A new study published in Proceedings of the National Academy of Sciences reports that men and women are not equally receptive to experimental evidence of gender bias in STEM settings. Ian Handley and colleagues reported the results of three experiments. In the first and second experiment, men and women read an actual article abstract from a peer-reviewed scientific journal, which was accompanied by the article’s publication information and the first author’s full name. In the first experiment, participants were M-Turk workers; in the second, they were male and female STEM and non-STEM faculty. The abstract used in experiments 1&2 was from Corinne Moss-Racusin and colleagues’ (2012) PNAS article reporting gender bias in science faculty’s hiring decisions. In the first experiment of the new Handley study, men were significantly more likely than women to evaluate the abstract negatively. In the second experiment, male faculty in STEM departments displayed the same pattern; they evaluated the Moss-Racusin et al. (2012) abstract more negatively compared with female faculty in STEM departments. Amongst non-STEM faculty, men and women gave comparable evaluations. Finally, in the third experiment, Handley and colleagues replicated the main effect using a different abstract (from Knobloch-Westerwick et al. (2013)), which reports gender bias in reviews of scientific conference submissions. However, when the authors altered the abstract to report no gender bias, they found that women evaluated it more negatively than men.

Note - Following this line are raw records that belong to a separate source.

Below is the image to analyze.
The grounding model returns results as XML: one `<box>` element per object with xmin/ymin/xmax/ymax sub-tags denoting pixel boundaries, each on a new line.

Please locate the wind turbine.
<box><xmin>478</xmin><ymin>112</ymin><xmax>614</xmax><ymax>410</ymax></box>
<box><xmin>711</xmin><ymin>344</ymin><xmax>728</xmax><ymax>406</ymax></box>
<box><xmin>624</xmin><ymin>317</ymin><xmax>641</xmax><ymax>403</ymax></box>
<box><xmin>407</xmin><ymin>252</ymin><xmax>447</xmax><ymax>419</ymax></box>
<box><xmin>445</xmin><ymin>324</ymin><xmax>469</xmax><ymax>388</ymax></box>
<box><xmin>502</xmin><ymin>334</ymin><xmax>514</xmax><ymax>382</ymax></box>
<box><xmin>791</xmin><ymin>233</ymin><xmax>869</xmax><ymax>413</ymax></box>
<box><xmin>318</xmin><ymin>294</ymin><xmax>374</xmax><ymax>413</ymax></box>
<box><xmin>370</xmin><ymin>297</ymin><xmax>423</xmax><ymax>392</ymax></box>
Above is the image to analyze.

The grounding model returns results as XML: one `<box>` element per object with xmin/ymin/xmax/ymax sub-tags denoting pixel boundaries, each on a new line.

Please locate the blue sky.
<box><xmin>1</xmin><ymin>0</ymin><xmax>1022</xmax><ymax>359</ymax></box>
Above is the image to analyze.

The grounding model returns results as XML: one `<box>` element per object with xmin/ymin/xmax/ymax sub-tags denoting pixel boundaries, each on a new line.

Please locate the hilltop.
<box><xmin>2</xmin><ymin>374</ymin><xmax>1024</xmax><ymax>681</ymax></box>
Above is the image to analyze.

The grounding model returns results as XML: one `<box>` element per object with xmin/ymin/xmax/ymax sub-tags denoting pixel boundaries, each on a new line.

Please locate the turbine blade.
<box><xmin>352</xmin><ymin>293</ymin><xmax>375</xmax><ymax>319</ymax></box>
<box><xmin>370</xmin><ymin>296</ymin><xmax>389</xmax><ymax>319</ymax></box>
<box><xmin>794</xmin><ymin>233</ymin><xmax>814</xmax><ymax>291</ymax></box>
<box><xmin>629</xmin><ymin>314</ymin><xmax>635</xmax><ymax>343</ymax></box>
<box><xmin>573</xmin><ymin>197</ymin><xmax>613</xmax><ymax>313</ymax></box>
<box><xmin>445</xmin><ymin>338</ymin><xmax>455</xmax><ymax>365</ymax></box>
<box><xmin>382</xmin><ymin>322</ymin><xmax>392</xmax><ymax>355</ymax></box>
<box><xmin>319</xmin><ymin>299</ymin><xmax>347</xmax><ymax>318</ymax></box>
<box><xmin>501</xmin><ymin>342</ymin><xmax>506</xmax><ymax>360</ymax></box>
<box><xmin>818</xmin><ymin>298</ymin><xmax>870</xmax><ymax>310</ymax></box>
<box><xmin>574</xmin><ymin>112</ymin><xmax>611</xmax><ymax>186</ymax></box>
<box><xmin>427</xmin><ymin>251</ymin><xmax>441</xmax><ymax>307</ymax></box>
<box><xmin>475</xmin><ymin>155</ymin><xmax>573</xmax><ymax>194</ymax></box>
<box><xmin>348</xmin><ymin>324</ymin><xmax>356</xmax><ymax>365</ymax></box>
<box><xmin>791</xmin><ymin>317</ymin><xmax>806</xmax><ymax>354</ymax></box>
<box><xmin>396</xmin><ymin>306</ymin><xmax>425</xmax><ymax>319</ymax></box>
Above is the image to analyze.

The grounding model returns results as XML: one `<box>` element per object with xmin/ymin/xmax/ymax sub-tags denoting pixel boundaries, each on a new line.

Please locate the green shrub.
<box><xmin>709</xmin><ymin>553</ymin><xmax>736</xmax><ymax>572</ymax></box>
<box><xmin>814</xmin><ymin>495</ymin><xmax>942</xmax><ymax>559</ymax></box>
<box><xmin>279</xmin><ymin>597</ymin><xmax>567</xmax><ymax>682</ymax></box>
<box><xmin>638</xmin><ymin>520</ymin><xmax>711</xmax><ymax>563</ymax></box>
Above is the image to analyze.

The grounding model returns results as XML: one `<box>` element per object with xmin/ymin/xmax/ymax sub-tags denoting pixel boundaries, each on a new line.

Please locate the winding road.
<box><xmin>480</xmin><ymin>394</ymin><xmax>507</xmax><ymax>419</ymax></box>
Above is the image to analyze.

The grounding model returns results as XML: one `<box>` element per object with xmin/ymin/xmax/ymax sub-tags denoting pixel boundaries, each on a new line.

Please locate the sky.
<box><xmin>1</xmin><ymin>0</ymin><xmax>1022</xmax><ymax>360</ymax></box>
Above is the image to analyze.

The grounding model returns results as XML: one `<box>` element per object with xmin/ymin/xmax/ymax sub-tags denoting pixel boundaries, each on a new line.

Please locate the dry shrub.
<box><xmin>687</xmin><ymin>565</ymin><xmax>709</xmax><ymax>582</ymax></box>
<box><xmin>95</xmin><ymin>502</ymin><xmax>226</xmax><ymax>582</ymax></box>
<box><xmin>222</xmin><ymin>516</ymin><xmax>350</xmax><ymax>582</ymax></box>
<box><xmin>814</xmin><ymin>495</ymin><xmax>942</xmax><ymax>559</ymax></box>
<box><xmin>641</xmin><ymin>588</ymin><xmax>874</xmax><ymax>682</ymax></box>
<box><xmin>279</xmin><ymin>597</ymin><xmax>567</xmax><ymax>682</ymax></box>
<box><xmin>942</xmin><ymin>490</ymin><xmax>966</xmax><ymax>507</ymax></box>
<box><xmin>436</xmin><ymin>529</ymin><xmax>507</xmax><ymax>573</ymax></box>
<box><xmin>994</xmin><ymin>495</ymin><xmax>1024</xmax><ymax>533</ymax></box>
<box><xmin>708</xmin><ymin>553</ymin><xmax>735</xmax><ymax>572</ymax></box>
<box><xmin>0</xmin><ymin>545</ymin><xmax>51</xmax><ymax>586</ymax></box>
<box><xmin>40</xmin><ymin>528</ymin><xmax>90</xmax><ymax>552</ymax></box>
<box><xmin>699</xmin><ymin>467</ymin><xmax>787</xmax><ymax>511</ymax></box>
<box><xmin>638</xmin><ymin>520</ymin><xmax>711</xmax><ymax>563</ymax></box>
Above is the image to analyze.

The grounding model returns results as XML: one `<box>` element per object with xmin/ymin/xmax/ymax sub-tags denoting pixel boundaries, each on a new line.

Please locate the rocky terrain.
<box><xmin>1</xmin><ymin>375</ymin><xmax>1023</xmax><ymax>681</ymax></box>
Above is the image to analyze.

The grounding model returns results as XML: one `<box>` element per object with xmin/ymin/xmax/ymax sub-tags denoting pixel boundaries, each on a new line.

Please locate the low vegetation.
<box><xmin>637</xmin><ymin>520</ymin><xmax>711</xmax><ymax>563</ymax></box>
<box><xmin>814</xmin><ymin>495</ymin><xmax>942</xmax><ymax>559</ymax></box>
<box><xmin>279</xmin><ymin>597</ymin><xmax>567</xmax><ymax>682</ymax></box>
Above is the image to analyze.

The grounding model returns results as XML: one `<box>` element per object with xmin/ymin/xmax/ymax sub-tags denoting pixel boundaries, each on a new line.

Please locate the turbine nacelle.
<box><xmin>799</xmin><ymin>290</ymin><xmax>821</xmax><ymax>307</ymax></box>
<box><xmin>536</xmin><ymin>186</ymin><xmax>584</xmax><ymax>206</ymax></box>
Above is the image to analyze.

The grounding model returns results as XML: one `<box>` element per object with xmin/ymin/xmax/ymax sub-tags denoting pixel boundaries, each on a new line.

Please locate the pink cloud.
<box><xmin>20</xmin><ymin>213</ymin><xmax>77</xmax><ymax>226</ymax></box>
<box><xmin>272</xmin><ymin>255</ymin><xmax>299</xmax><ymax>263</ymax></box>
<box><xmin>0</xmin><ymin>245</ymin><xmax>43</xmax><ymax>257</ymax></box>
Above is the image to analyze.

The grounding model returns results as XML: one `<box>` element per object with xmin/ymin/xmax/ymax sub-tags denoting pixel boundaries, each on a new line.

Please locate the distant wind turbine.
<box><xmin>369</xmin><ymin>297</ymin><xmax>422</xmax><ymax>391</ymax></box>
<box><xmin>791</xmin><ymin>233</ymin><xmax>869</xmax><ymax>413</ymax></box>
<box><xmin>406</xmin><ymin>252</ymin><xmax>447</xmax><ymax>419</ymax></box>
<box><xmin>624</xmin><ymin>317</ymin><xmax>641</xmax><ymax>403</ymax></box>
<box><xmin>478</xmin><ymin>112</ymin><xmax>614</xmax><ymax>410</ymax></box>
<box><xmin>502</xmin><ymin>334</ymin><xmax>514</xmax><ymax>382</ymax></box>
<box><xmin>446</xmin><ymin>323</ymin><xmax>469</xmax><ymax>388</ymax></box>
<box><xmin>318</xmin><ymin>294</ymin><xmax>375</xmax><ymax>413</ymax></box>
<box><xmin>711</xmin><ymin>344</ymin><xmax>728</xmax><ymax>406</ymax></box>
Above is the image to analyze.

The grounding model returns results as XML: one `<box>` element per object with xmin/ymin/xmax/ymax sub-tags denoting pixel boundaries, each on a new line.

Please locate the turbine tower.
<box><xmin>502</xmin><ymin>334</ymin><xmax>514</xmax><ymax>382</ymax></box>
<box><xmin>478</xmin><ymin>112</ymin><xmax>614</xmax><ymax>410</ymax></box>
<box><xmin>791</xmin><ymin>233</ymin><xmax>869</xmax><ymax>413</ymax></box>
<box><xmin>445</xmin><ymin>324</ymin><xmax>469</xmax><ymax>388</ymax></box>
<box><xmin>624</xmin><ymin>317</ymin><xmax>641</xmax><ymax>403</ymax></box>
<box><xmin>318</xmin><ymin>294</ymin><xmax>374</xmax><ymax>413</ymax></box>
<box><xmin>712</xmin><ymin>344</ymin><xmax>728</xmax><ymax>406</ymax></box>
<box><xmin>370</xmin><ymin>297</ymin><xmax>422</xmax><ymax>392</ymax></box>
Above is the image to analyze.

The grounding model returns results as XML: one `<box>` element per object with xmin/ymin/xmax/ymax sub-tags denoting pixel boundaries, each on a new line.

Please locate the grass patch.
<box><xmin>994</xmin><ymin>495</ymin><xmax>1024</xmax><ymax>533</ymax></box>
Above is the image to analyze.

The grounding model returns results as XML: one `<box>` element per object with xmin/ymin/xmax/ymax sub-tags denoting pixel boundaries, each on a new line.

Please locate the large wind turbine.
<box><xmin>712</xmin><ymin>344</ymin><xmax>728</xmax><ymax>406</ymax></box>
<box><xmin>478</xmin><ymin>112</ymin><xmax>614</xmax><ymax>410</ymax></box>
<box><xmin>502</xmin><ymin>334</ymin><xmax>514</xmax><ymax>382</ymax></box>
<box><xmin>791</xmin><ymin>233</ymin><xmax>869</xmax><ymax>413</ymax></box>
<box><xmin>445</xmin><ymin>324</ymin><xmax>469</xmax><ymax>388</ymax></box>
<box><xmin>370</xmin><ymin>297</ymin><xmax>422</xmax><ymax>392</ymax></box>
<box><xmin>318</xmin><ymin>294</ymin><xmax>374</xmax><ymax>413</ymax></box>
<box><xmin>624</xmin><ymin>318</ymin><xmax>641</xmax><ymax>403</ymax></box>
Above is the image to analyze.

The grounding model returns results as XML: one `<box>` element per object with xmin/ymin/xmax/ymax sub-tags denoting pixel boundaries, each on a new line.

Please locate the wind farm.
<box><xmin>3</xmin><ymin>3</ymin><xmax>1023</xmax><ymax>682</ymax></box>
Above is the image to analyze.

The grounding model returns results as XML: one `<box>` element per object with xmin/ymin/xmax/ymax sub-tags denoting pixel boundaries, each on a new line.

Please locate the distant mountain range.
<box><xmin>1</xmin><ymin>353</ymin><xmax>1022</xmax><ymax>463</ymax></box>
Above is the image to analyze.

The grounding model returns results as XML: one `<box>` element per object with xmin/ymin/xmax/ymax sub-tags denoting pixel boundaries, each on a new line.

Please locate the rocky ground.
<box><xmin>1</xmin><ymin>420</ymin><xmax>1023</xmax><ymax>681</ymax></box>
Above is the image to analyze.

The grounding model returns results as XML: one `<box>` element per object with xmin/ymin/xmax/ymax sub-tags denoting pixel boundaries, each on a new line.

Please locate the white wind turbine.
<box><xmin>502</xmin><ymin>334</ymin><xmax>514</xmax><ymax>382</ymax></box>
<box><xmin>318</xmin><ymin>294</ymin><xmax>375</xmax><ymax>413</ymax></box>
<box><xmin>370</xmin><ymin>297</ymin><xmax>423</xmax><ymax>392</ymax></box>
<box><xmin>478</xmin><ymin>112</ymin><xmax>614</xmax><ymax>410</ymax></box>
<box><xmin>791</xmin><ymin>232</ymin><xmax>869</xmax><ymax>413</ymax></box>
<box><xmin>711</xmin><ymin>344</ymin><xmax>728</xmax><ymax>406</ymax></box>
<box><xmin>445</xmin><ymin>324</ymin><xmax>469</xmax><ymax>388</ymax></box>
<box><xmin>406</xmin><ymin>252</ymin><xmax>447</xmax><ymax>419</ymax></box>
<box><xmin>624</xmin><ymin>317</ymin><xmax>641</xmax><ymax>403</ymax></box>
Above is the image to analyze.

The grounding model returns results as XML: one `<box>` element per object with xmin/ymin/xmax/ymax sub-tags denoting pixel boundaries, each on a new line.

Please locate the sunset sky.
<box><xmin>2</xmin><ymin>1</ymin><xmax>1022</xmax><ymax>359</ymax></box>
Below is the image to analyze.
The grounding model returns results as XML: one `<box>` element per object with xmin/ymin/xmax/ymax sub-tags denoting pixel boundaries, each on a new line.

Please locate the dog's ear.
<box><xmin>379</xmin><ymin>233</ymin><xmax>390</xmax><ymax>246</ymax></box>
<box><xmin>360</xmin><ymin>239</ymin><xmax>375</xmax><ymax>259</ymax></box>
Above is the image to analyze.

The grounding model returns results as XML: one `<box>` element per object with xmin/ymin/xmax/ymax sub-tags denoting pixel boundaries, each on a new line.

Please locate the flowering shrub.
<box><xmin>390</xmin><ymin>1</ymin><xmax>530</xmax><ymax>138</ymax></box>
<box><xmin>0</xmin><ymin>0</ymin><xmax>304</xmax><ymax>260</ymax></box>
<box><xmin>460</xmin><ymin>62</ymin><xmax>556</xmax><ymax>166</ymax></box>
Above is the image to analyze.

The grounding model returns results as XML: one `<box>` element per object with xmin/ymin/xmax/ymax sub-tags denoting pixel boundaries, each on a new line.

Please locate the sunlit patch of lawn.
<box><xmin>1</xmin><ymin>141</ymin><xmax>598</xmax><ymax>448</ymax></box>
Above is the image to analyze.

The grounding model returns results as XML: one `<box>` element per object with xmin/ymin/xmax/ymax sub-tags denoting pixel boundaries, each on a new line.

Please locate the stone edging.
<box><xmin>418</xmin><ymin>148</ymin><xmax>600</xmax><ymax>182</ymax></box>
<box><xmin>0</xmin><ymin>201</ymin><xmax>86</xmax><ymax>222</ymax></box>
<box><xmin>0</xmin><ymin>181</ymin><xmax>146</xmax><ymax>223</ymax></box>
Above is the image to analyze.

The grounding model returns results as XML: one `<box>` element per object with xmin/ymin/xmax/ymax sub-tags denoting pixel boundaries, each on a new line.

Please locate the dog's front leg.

This study has some obvious implications. The authors focus on the worry that no amount of evidence attesting to pervasive gender biases will be sufficient to convince skeptics, if gender biases are affecting skeptics’ assessments of that evidence.* They also discuss potential mechanisms driving these effects, in particular the idea that male faculty in STEM departments might find evidence of gender bias (perhaps implicitly) threatening (in accord with “Social Identity Theory”). More research on this is clearly needed.
What I want to consider briefly is the notion of “bias” at work in this study, and in coverage of it. David Miller, for example, describes the third experiment as showing that “women have their own biases” (here). Commenters have made similar points on Facebook. This is understandable, and is certainly true as a general point, since all human beings have biases, and women are human beings! Handley and colleagues saw a clear reversal in evaluations; when the abstract(s) reported gender bias, men were harsher, and when the abstract(s) reported no gender bias, women were harsher. The authors themselves point out that “individuals [not just men] are likely to demonstrate a gender bias toward research pertaining to the mere topic of gender bias in STEM” (3). One reason they conclude this is that the biases they detected were only relative to each other. There was no condition controlling for the effect of gender on participants’ evaluations.
However, it seems only right to conclude that both men and women are biased in these particular findings if there is no means to independently assess the quality of the evidence in the abstracts.** If it is true, though, that gender bias is pervasive in the domains described in the study materials, then women who give positive evaluations of studies finding gender bias, and negative ratings to studies not finding gender bias, are accurate, not biased.***
Similarly, if we presume that women (especially female STEM faculty) are more informed about research on gender bias than men, then we might give their abstract evaluations more credence.**** I’m grateful to Alex Madva for this point, who suggests an analogy: if a group of climate scientists negatively evaluated abstracts denying the existence of climate change, and a group of people who are not climate scientists rated the same abstracts positively, would we conclude that “everyone has their biases?”
Thanks to Alex Madva, Daniel Kelly, and Jennifer Saul for helpful suggestions on this post.
*Jennifer Saul has discussed similar concerns about the effects of implicit biases here.
** How might researchers at least approximate an assessment of the abstracts independent of rater-gender? Perhaps a team of independent mixed-gender reviewers? Or an average of all reviews, against which the ratings of men and women could be compared separately? Or simply compare the evaluations of abstracts by gender against the results of a meta-analysis of similar studies?
***Of course, gender bias could be truly pervasive in these domains, and it still be the case that any one study purporting to demonstrate gender bias is low quality. Note, though, that study participants were only asked to evaluate their agreement with the authors’ interpretation of the results in the abstract, the importance of the research, how well-written the abstract was, and what its overall quality was. If one believes that gender bias is pervasive, and reads an abstract reporting gender bias, one is likely to give positive answers to these questions. (Moreover, participants’ answers to these 4 questions were highly correlated, suggesting that they were answering based on an overall sense of the accuracy of the study’s findings.) Perhaps this is a limitation of the Handley et al. study. It would be interesting to find out if asking other questions would affect the results, such as “how rigorous do you think the study’s methodology is?” or “how much does this data contribute to the overall case for finding gender bias (or its absence) in STEM fields?”
****The authors did examine whether the amount of experience a person has had with gender discrimination correlated with their evaluations of the abstracts. (These data are found in the supplementary materials.) For women, they found no correlation. Interestingly, for men, they did find a correlation. The more (“reverse”) gender bias men reported having personally experienced, the more harshly they rated the abstracts.